Berdampak Positif pada Perekonomian
Ke depan, TikTok diprediksi akan terus memperluas perannya sebagai platform multifungsi. Di berbagai negara, TikTok telah merambah layanan edukasi, live shopping, promosi layanan publik, bahkan kerja sama dengan pemerintah lokal untuk kampanye informasi publik.
Di Amerika Serikat, TikTok berdampak positif bagi perekonomian. Bahkan, TikTok yang awalnya diblokir di Amerika, kini diselamatkan oleh Donald Trump. TikTok pun berjanji untuk bekerja sama dengan pemerintahan Trump.

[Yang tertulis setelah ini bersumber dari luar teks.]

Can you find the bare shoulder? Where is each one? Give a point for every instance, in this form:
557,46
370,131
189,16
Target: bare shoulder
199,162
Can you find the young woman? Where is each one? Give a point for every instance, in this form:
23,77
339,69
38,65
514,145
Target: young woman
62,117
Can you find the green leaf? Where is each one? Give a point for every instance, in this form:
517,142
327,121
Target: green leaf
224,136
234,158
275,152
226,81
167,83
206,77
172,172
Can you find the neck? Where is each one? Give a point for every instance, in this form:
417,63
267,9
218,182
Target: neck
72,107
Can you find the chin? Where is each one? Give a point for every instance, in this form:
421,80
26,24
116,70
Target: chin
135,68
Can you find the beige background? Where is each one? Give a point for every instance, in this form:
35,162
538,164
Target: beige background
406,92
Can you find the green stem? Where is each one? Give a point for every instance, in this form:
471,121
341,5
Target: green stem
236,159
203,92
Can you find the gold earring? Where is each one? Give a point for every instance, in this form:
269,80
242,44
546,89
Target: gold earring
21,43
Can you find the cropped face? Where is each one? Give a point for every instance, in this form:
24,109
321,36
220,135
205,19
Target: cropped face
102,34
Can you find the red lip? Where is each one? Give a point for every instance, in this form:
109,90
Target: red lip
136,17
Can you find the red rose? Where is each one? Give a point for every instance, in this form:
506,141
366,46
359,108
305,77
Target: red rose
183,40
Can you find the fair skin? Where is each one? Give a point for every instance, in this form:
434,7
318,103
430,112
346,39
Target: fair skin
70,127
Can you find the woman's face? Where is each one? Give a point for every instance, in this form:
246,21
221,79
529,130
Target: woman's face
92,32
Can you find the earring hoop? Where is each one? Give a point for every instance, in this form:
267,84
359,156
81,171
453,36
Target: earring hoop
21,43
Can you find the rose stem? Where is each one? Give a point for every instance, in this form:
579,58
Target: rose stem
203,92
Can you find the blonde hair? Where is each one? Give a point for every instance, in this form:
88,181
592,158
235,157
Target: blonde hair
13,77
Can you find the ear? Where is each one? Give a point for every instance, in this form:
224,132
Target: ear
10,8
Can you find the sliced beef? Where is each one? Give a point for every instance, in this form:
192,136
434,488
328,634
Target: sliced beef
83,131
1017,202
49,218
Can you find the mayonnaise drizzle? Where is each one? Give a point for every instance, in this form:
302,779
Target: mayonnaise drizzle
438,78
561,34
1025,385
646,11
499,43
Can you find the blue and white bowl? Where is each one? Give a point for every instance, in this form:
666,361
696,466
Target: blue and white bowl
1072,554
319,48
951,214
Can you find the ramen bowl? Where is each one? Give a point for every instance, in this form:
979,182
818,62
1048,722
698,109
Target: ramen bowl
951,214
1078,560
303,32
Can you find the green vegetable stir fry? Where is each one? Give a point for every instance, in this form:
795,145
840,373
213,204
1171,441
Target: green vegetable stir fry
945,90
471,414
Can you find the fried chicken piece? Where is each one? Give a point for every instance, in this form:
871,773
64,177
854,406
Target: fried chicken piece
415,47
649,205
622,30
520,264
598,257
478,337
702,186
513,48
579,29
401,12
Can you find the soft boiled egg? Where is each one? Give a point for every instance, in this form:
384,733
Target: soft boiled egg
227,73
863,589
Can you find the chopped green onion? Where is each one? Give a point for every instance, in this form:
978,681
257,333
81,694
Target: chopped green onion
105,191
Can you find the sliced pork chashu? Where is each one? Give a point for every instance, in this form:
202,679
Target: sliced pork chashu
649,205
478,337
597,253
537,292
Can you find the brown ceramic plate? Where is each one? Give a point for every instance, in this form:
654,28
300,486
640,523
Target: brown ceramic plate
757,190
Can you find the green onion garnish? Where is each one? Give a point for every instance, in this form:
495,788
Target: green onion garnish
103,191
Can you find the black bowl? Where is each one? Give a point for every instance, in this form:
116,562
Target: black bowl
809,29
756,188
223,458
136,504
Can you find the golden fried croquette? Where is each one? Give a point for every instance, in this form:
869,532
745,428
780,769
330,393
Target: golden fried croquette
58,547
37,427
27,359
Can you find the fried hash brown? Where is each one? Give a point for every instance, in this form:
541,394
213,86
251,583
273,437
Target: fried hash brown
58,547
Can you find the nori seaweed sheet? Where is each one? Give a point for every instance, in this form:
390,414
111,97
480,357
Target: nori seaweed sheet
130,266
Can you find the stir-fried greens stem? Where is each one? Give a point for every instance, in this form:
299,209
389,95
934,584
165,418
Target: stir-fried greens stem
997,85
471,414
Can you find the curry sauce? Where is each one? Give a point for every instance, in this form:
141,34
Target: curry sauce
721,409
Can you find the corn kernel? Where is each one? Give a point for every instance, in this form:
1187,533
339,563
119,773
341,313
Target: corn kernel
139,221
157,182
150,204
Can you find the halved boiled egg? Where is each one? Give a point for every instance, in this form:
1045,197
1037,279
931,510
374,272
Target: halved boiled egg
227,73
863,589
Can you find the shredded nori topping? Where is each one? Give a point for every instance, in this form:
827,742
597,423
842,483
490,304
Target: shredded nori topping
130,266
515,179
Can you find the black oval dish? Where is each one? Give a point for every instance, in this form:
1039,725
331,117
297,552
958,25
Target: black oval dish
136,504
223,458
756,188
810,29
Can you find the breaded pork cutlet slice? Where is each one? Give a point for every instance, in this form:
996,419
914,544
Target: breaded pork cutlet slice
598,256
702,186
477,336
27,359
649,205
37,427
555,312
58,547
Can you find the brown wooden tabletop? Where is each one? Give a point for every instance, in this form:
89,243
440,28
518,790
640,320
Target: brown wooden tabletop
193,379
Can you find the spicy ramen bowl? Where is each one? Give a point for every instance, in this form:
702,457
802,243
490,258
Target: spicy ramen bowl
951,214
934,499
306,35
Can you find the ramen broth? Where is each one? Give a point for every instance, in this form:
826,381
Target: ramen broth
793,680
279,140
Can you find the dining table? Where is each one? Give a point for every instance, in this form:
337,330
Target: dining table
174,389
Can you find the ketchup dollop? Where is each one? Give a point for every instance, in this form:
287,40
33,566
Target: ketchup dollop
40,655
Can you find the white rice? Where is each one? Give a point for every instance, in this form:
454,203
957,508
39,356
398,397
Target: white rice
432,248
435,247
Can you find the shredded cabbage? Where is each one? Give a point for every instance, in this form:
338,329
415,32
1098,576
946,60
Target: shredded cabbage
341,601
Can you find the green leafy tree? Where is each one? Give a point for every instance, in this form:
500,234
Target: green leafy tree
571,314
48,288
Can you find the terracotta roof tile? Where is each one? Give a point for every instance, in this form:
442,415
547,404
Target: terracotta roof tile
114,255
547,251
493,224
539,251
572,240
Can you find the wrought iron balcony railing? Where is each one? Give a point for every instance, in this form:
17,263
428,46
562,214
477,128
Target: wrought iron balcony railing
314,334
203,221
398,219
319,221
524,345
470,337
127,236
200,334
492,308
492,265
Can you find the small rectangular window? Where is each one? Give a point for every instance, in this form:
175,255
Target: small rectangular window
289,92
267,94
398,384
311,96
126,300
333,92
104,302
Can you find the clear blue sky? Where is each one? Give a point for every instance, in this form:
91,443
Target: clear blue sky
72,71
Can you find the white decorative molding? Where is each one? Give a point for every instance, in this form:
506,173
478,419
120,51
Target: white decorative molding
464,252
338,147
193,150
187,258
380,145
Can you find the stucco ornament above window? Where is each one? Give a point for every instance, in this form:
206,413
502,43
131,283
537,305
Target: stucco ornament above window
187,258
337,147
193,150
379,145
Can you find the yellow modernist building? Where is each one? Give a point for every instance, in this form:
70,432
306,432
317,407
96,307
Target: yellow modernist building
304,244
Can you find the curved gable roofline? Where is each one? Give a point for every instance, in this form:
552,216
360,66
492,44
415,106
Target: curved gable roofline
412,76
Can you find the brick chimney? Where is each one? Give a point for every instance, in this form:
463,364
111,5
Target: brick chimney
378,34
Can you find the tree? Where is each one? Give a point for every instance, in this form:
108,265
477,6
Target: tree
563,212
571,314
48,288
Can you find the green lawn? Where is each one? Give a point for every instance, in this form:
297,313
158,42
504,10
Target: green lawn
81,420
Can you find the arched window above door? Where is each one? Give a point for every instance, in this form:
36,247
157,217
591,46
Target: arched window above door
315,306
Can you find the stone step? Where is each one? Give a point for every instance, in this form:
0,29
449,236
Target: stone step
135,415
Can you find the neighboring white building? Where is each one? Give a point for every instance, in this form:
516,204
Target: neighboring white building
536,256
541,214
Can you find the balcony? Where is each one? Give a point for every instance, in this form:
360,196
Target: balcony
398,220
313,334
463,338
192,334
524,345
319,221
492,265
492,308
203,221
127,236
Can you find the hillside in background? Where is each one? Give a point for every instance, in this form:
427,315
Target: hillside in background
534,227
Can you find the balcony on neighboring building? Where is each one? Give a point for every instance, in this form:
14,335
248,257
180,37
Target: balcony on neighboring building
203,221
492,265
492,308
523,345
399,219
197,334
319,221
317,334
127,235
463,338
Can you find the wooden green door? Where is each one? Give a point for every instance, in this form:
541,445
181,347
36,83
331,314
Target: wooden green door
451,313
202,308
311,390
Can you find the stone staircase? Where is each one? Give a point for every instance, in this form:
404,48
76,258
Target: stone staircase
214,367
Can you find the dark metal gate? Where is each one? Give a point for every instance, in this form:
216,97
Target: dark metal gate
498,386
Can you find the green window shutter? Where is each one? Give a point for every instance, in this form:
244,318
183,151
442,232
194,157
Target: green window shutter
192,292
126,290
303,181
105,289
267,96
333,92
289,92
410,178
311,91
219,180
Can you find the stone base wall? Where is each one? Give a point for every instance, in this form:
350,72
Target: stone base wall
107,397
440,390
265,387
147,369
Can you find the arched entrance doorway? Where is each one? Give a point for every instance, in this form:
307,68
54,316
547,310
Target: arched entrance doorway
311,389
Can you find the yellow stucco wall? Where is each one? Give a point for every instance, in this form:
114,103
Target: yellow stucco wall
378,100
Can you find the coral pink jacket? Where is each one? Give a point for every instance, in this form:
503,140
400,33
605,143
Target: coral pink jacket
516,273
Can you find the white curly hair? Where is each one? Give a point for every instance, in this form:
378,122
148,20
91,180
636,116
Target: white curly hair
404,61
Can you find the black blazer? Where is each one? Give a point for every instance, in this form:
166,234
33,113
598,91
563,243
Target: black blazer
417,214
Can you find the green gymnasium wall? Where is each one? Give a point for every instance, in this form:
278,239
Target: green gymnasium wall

"TikTok telah beroperasi di AS selama bertahun-tahun dan sangat populer di kalangan pengguna Amerika. TikTok telah memainkan peran positif dalam meningkatkan lapangan kerja dan konsumsi di AS," kata Juru Bicara Kementerian Luar Negeri China Mao Ning dalam konferensi pers di Beijing pada Senin (20/1).
Menimbang Kembali
Ini menjadi contoh bagaimana pengaruh besar TikTok dapat dimanfaatkan oleh pemerintah. Namun jika TikTok diatur dengan pendekatan yang terlalu kaku seperti lembaga penyiaran konvensional, bukan tidak mungkin akan terjadi stagnasi atau bahkan eksodus kreator dan pengiklan dari platform ini.
Pemerintah perlu berhati-hati menimbang keseimbangan antara pengawasan konten dan kemerdekaan berkreasi di ranah digital yang kini jadi bagian dari kehidupan sehari-hari masyarakat.